Fred sympathised. That was, surprisingly, one of the things he missed the most, that blessed feeling of relief when all the smelly poisons and the badness in a person just fell out in a great rush and could be flushed away. What Fred had, he supposed, was like a constipation of the spirit. That’s what kept him down here and prevented him from moving on, the fact he couldn’t let it go like that and just be rid of the whole stinking lot of it. The fact that Freddy carried it around inside him, all his shit, and with each decade that went by it made him feel more sluggish and more irritable. In another century, he doubted he’d feel like himself at all.

He moved across the grass and floated up the avenue towards the ramp, passing the scabby dog, which jumped back and barked twice at him before deciding that he was no danger and resuming its uneasy trotting back and forth. Entering Castle Street up at the ramp’s top, Freddy went along towards where the no-entry joined it with Horsemarket, then turned right. He might have promised Mary Jane he’d call by at the Jolly Smokers later on, but that could wait. He’d go and watch his billiards first, along the centre down in Horseshoe Street where he’d sent that old chaplain earlier.

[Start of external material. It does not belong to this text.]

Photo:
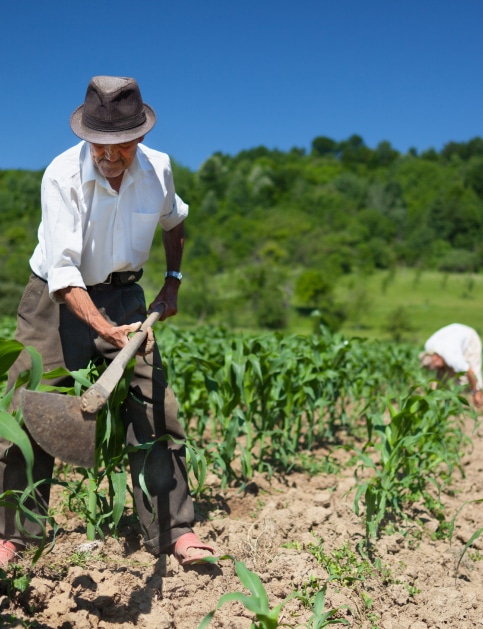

He glided down Horsemarket and remembered, with a pang of shame, how once before the present dual carriageway was here it had been fancy houses, owned by doctors and solicitors and all the like. The shame he felt now was occasioned by the lovely daughters that some of the gentlemen who lived down there had raised. One in particular, a doctor’s girl called Julia that Freddy had developed quite a thing for, never talking to her, only watching from a distance. He’d known that she’d never talk to him, not in a million years. That’s why he’d thought of raping her.

He burned, to think about it now, although he’d never seen it through. Just the idea that he’d considered it, had gone as far as planning how he’d wait until she’d crossed Horsemarket on her way to her job in the Drapery one morning, then would grab her as she took her customary route up by St. Katherine’s Gardens. He had even risen at the crack of dawn one day and gone up there to wait, but when he saw her he’d come to his senses and had run off, crying to himself. He’d been eighteen. That was one of the hard and heavy stools he kept inside him that he couldn’t pass, the heaviest and hardest.

He crossed over Marefair at the bottom, waiting for the lights to change from grey to grey so he could walk across with all the other people, though he didn’t need to. He went over Horseshoe Street’s continuation of the growling metal waterfall that ran down from Horsemarket, then turned right and headed for the centre and its billiard hall. As Freddy did so he passed by and partly through a tubby chap with curly white hair and a little beard, with eyes that seemed to shift continually from arrogance to furtiveness and back behind his spectacles. This was another one that Freddy recognised and had call to remember. It had been some nights ago, about four in the morning. Freddy had been swirling lazily along a pre-dawn Marefair, just enjoying the desertion when he’d heard a man’s voice calling out to him, afraid and trembling.